If we are going to receive any of these intended blessings when asked to offer such a sacrifice, we need to offer that sacrifice willingly. (see 2 Corinthians 9:7)

For behold, if a man being evil giveth a gift, he doeth it grudgingly; wherefore it is counted unto him the same as if he had retained the gift; wherefore he is counted evil before God. (Moroni 7:8)
If it is not done willingly, the sacrificer will not receive the intended blessings offered to them for giving that sacrifice. 

Outcomes For Those Receiving the Sacrifice 

As Jesus Christ sacrificed his life, he offered a prayer saying,
1 These words spake Jesus, and lifted up his eyes to heaven, and said, Father, the hour is come; glorify thy Son, that thy Son also may glorify thee:
2 As thou hast given him power over all flesh, that he should give eternal life to as many as thou hast given him.
3 And this is life eternal, that they might know thee the only true God, and Jesus Christ, whom thou hast sent. (John 17)
Jesus' sacrifice was so that we might lay hold on eternal life. Just as his sacrifice does not guarantee that everyone on earth automatically receives eternal life, the same is true of those who have another person sacrifice for them. In the case of the sacrifice being offered for spiritual life, the person being sacrificed for has the opportunity to repent or to reject the offering. Obtaining life is always based on repentance and surrendering to God. For instance, Isaac could have been willing to give up his life, but Abraham also had to be willing to give up his son too and completely surrender to God.  

There is an interesting story in the Book of Mormon of a group of people who offered their lives as a sacrifice for the Lamanites. They had made a covenant with God that they would never kill another being and as a result had buried their weapons of war. They would rather suffer death than break that covenant (Alma 24:19). The Lamanites prepared for battle against them with the hopes of destroying the Anti-Nephi-Lehis (Alma 24:20). We know that the Ant-Nephi-Lehis lay prostrate on the ground and praised God, not knowing the outcome, but trusting completely in God.
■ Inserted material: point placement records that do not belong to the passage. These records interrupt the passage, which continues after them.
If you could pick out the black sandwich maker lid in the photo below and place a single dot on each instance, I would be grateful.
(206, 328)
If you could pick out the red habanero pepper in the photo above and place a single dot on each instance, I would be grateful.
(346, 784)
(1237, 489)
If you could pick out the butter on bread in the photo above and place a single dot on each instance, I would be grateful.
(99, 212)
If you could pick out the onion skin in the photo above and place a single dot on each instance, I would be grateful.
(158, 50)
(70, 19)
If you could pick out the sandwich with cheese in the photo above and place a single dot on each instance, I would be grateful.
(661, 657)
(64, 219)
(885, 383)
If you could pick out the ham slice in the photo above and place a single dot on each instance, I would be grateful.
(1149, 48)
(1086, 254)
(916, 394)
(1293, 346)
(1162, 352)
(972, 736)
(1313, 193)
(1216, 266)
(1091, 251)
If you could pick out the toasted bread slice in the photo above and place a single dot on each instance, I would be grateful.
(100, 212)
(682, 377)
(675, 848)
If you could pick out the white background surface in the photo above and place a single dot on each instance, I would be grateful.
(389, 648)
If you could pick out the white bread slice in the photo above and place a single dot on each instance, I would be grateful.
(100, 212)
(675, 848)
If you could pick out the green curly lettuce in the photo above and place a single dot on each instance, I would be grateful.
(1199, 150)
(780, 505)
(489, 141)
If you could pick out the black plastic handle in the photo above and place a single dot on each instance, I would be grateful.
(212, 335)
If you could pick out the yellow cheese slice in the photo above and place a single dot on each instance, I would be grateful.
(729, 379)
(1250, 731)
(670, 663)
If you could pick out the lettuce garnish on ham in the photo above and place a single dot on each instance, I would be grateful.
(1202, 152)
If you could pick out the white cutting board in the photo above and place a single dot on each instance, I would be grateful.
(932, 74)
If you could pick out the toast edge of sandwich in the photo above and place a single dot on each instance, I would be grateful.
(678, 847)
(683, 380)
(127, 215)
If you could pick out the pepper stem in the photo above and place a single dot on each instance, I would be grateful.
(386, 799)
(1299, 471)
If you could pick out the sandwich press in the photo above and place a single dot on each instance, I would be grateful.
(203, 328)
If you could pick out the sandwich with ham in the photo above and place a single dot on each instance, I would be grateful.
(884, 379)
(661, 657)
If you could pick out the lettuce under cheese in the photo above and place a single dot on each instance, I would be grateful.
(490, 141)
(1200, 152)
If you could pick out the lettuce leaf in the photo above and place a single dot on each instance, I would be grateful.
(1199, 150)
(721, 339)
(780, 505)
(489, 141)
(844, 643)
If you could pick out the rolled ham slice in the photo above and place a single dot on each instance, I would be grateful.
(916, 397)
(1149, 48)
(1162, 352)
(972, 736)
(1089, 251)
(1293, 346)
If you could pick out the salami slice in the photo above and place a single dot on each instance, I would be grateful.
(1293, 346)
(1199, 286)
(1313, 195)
After a large number of them were slaughtered, this led a great number of Lamanites to repent and give up their weapons for a life devoted to God (Alma 24:24-25). This is a great example of literally laying down one's life in order for others to have the opportunity to repent and turn to God.   

When we reject Jesus' sacrifice, we are condemned until we repent; similarly, those who do not repent and draw closer to God when another has been asked by God to sacrifice their lives are condemned until they do repent. It is a serious matter, especially given that another has sacrificed so much. 

God may ask you to sacrifice your life for another. Or, God may ask another to sacrifice their life for you so you can repent and overcome weaknesses. No matter the pain that comes from the situation, surrender to God. It is part of developing increased faith. It is part of sanctification. It is part of your walk back to God. 

1 comment:

  1. Beautifully written. I have been taught those same things. Thank you for articulating it so well.